As we have written about before, female educators in Illinois earn on average $7,775 less than their male colleagues. This disparity in salary translates into average annual pensions that are $3,800 less valuable. In a recent blog post, I found that at least some of the salary and pension gap is derived from the fact that most female educators work in elementary schools, which have lower average salaries compared with high schools where most men work.
In this post, we will look into whether different rates of educational attainment among men and women contribute to the salary gap. This is an important question since in most school districts teachers can earn a significant salary increase, the so-called “master’s bump,” once they earn their master’s degree.

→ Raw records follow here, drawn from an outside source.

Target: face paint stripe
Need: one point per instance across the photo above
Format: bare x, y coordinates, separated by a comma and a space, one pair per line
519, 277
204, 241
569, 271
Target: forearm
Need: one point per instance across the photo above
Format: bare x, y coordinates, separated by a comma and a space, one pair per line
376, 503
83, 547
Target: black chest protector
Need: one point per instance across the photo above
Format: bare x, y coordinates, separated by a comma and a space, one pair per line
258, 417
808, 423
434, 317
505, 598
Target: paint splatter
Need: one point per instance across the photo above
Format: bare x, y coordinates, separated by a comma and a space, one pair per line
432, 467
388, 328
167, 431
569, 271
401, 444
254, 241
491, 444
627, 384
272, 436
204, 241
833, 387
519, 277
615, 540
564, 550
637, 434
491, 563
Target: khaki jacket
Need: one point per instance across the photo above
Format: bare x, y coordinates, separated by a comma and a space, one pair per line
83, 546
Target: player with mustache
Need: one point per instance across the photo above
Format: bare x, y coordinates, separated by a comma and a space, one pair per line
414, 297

To do this, we looked at the rate of female and male educators who hold at least a master’s degree at each year of experience, and then we compared that trend to the salary data. In both cases, higher numbers correspond with a gap favoring male educators, while lower numbers represent a gap favoring female educators.
As shown in the graph below, there’s a gender salary gap (the orange line) even among educators with one year of experience, and the gap steadily increases over time, and growing to $12,567 among those with exactly 30 years of experience. The pattern on educational attainment (blue line), on the other hand, shows a different trend: women tend to hold master’s degrees at slightly higher rates at most experience levels.

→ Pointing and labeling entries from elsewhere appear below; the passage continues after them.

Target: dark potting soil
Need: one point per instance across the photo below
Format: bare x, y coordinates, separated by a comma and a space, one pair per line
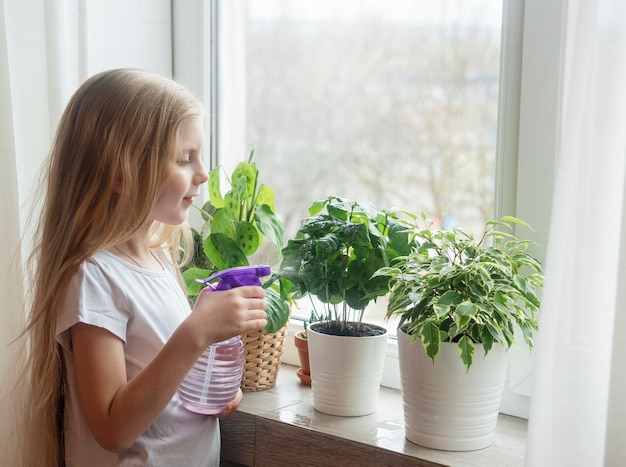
349, 329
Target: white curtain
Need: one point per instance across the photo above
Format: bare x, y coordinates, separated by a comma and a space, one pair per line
39, 68
578, 407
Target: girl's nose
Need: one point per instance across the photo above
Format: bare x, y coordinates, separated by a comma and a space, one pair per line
201, 175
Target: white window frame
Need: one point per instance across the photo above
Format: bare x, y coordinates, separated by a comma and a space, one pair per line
527, 127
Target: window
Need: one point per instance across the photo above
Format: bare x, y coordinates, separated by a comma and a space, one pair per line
201, 61
390, 102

Educational Attainment Rates do not appear to Influence the Gender-Based Salary Gap
Source: Author’s analysis of data from Illinois Teacher Service Record (TRS) 2012. Data adjusted for cost of living using the Comparable Wage Index.
These data show that men with six or fewer years of experience have slightly higher educational attainment, but after that the advantage goes to women. One might expect that with higher educational attainment, women’s salaries would be higher. But no, men have higher salaries at every experience level despite having worse educational credentials. The higher rate of educational attainment for women is insufficient to overcome other barriers to higher salaries, such as working disproportionately at the elementary level.
In the end, educational attainment does not explain why there is a large and persistent pay gap between male and female educators in Illinois. We will further explore other features and potential explanations of the gender-pay gap in future posts.